1: private void RequestCallback(IAsyncResult result)
2: {
3: HttpListenerContext context = null;
4: try
5: {
6: context = HttpListener.EndGetContext(result);
7:
8: string output = "{";
9: bool foo = false;
10: foreach (string key in Status.Keys)
11: {
12: output += String.Format("{2}\n\t{0} : '{1}'", key, Status[key], foo ? "," : "");
13: foo = true;
14: }
15: output += "\n}";
16:
17: Encoding encoding = new UTF8Encoding(false); // Whenever I have UTF8 problems it's BOM's fault
18: byte[] outputBytes = encoding.GetBytes(output);
19:
20: context.Response.OutputStream.Write(outputBytes, 0, outputBytes.Length);
21: }
22: finally
23: {
24: if (context != null && context.Response != null)
25: context.Response.Close();
26: HttpListener.BeginGetContext(new AsyncCallback(RequestCallback), null);
27: }
28: }
Now we can consume the one-trick web service via AJAX requests spawned from an HTML page!
That's Not a Client - It's an HTML Page
Damn right it's an HTML page.
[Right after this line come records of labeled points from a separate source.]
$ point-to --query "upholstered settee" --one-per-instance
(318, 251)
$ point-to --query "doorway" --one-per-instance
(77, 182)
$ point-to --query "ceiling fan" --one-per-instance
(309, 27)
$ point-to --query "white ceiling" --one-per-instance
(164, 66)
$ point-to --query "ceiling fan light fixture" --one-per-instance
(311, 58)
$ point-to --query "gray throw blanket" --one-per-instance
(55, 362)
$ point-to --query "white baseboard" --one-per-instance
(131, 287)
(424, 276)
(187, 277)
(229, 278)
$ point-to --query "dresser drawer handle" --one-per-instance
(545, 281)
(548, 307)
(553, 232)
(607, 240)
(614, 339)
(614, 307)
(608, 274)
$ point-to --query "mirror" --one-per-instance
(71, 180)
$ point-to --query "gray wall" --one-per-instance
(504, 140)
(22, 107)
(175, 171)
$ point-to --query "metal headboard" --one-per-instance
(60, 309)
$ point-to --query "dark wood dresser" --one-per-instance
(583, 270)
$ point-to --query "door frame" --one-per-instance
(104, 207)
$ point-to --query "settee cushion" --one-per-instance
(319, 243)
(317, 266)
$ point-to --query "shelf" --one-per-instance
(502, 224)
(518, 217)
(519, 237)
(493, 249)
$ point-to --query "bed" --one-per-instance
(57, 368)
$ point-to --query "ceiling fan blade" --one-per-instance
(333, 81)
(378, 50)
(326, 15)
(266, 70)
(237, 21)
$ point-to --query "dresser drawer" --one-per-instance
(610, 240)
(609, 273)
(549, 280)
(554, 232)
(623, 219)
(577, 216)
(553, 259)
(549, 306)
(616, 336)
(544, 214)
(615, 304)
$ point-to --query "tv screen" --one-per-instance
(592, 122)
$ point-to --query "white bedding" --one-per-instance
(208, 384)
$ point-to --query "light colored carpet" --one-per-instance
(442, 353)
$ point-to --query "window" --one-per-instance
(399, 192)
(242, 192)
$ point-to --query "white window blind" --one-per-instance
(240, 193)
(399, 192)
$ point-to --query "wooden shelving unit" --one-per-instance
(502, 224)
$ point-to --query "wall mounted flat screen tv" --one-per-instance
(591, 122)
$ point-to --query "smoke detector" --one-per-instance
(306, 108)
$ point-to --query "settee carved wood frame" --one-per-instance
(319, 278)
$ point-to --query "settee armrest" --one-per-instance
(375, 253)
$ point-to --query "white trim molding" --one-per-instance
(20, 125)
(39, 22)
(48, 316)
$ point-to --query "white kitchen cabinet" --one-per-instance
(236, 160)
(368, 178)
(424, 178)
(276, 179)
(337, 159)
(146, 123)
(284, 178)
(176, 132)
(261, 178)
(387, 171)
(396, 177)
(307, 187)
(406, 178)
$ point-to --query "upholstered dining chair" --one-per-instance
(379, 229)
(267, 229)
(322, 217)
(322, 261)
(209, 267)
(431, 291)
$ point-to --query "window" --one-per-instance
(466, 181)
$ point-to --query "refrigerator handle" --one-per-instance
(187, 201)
Why bother with apps and servers and all that cruft when all you need is a few lines of Javascript? The 'client' is a simple HTML page containing a list of active agents which are polled every second and the results are used as the data for a set of sparklines graphs care of a jQuery plugin. The only gotcha here is the scale on the requests/sec graph. We can treat CPU and memory usage as percentages, but requests/sec is an absolute value so you may need to tweak the y scale accordingly.
Hmmm. Hang on a minute . . .
Oh crap, I forgot about the Same Origin Policy
Every time I think of something cool to do with a web client the Same Origin Policy comes and bites me on the arse. SOP states that an XmlHttpRequest can only be sent to the same domain as the Javascript file which initiates it, and therefore prevents the kind of cross-domain AJAX shenanigans we're attempting here.
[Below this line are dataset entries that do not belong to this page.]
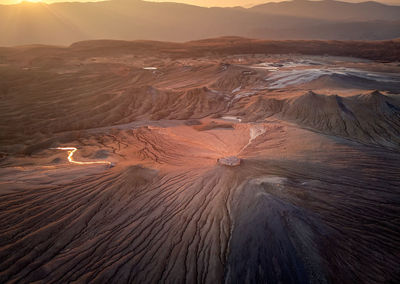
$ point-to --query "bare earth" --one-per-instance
(210, 168)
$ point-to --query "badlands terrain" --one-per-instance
(226, 160)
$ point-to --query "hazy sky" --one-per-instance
(221, 3)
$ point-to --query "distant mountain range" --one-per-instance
(65, 23)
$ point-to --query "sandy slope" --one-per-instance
(315, 198)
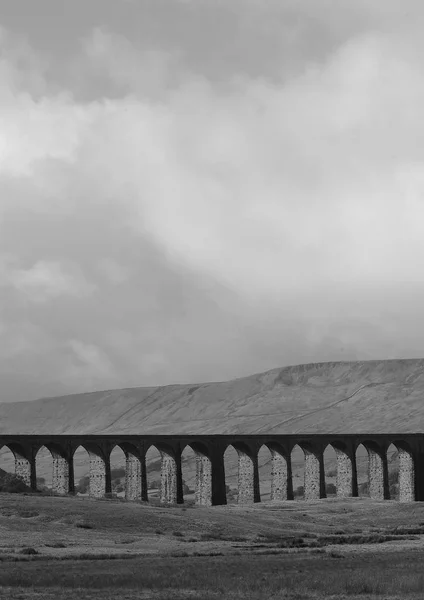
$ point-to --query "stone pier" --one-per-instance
(281, 476)
(248, 477)
(210, 468)
(378, 479)
(133, 477)
(346, 479)
(25, 468)
(203, 480)
(60, 478)
(99, 473)
(171, 491)
(314, 487)
(406, 476)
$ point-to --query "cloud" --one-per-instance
(177, 228)
(44, 281)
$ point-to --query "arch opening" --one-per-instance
(266, 472)
(44, 469)
(402, 458)
(331, 471)
(393, 471)
(190, 475)
(246, 471)
(362, 469)
(118, 472)
(12, 479)
(298, 472)
(231, 474)
(153, 474)
(93, 481)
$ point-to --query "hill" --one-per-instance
(345, 397)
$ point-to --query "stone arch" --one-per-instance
(24, 463)
(279, 471)
(197, 472)
(361, 458)
(340, 462)
(99, 481)
(118, 470)
(171, 489)
(17, 459)
(135, 474)
(54, 457)
(377, 473)
(230, 462)
(403, 463)
(247, 472)
(330, 470)
(297, 460)
(265, 471)
(153, 461)
(314, 476)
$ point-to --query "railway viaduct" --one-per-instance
(210, 472)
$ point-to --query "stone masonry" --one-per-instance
(281, 479)
(248, 478)
(378, 479)
(346, 474)
(210, 467)
(406, 476)
(203, 480)
(133, 477)
(314, 487)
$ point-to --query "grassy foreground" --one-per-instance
(59, 548)
(297, 576)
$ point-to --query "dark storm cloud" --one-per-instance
(197, 191)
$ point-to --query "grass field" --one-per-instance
(79, 548)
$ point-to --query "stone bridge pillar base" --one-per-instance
(378, 478)
(346, 480)
(60, 479)
(171, 491)
(133, 477)
(99, 473)
(281, 477)
(203, 480)
(25, 468)
(248, 478)
(314, 487)
(406, 477)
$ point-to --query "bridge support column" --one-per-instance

JSONP is a cheeky little hack designed to circumvent this very restriction. Rather than being just Javascript object literal notation, as is the case with JSON, JSONP actually returns a javascript source file which is fetched by the host page using a script block, dodging the SOP. When making a call to a JSONP-aware service you provide the name of the function that is ready and waiting to process the response, and the service wraps it's JSON response in a call to that function so that when the file is fetched by the client the response handler is executed. Conceptually it feels weird as you're essentially pulling a pushing, or maybe pushing a pull, but getting down to the brass tacks this means we have to add two lines to our request handler:
1: string callback = context.Request.QueryString["callback"];
2: output = String.Format("{0}({1})", callback, output);
On the client side there is a handy jQuery JSONP plugin which makes for a similarly smooth transition.
~fin
Those are the bits that interested me, at least. Feel free to grab the code and have an explore. It's a testament to the .NET framework that it packs so much into so few lines of working code and made for a fun train-journey-home-from-work project over a few days.